Inspirational song: The Rainbow Connection (Kermit the Frog)
I can't count how many times over the last twenty years I wondered how we would make it to today. Today is a huge milestone in our lives. Sure, we had a big ceremony with all the appropriate pomp and circumstance two months ago, but today was the day that mattered. Today everything became real, official. Today is the first day of retirement for Mister Smith-Park. From here on out, into the knowable future, his full time job will be to grow his beard and walk his dogs. It has been a long time coming to reach this point. In twenty years, that man worked so many hours in the day every day, so many days in a row without breaks, to equal thirty or more years in anyone else's professional experience, outside of this all-encompassing life we chose. He spent months away from his family and home, so often that if we added it up, we would most likely find that he was gone twice as much as he was with us. I challenge anyone to try that and not be burned out at the end. He certainly has been. He is a veritable pile of ashes compared to the goofy young man he was when he started. He was a skinny kid with John Denver's face and Kermit the Frog's speech patterns back then. Now, he's got a salt and pepper beard and he carries his broad shoulders like he's looking to kick someone's ass even when he's just walking from the car to a restaurant, or so our old friends have told us.

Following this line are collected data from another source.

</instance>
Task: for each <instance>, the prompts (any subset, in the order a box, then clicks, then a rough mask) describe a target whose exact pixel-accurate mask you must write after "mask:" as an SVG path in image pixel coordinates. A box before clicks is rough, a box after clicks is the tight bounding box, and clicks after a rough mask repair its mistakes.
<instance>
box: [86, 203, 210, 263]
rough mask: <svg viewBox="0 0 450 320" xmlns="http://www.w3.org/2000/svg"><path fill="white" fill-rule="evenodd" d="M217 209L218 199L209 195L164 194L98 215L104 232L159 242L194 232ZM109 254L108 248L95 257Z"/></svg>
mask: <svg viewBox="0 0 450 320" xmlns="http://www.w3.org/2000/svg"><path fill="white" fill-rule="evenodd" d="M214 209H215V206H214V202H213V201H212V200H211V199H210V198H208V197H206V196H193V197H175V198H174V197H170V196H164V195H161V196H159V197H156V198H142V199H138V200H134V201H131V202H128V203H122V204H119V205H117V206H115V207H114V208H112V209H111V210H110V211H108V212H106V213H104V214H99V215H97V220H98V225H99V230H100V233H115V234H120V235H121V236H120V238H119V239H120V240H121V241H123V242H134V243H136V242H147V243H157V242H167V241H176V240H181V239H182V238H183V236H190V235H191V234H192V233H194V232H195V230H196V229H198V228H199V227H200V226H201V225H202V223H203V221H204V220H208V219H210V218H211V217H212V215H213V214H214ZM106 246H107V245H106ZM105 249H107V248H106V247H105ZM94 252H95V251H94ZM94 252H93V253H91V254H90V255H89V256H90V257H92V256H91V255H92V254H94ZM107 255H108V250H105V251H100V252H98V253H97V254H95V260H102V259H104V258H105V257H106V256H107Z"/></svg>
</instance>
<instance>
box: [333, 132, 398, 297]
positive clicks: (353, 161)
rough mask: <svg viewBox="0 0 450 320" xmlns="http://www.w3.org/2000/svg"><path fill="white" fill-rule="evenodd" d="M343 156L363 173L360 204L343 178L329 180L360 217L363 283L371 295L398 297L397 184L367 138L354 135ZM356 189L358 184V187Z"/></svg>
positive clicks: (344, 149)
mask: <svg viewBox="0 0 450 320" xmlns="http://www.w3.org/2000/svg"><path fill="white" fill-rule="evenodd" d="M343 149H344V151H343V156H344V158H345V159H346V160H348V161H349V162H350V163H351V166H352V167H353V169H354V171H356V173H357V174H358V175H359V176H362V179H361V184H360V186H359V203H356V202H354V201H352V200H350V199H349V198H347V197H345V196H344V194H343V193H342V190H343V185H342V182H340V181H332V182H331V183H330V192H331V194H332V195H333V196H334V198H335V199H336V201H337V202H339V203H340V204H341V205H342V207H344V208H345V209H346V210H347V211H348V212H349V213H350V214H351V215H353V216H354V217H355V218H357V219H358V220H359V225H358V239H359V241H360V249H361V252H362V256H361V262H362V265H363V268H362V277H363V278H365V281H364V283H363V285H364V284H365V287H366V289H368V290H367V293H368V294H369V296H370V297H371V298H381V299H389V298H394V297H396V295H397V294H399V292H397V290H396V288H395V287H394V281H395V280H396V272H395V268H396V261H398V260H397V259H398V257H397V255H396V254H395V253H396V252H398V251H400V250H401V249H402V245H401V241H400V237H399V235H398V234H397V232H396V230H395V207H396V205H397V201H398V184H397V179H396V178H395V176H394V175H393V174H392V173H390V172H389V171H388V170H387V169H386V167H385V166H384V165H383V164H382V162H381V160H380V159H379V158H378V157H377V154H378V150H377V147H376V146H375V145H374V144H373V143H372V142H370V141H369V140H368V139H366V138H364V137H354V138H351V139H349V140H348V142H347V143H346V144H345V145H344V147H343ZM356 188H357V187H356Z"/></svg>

These last twenty years have worn me out too. When we left Boulder, I had just started a costume design business, after losing two jobs in publishing, a few years apart. The business had just started building momentum, with a local ballet troupe hiring us to outfit them for a performance of Carnival of the Animals, but we dissolved it and divided up the assets when I moved away. Every time we moved, I had to reinvent myself. I spent several years as a librarian (without that particular masters degree), I did a short, stressful stint as a property manager, and I worked at a couple different education centers (as a counselor once and then a test examiner). I finally went back to school for my masters, but since then I haven't been able to land much in the way of gainful employment (other than that year at the second ed center). I've hated starting over everywhere we went, but I didn't have a lot of choice. I often received the message, implicitly or explicitly, that my primary value was economic, and if I wasn't doing something for money, I wasn't worth a bucket of warm spit. So during times of desperation, I spent hours on my feet working retail (because one DOES NOT sit in retail, I was told condescendingly), feeling disrespected at every turn, coming home in agony from the strain on my feet, but feeling like I had no choice, even when we didn't technically need the money. In fact, that made it worse--because we could survive on one income, it was easy to treat me like I didn't deserve employment equal to my education and talent. As of now, it will be incumbent on me to make up the shortfall between what the man's retirement covers and what we need when we move home, and I'm looking forward to it, on one condition. I want the promise that we will stay in one place long enough for me to have an actual career for once. If I have to start over yet again, then I demand that this time will be the last time. I have a couple ideas for what I think I want to do. More on that as it develops.
I suppose it's too late for me to go back for a second glass of the champagne we had to celebrate today's milestone. It might have been nice, but I have to get up early to make food for the Kentucky Derby viewing. I didn't plan on using this as a retirement party, but I think it might be nice to let it do double duty, seeing as how one of us just crossed the finish line.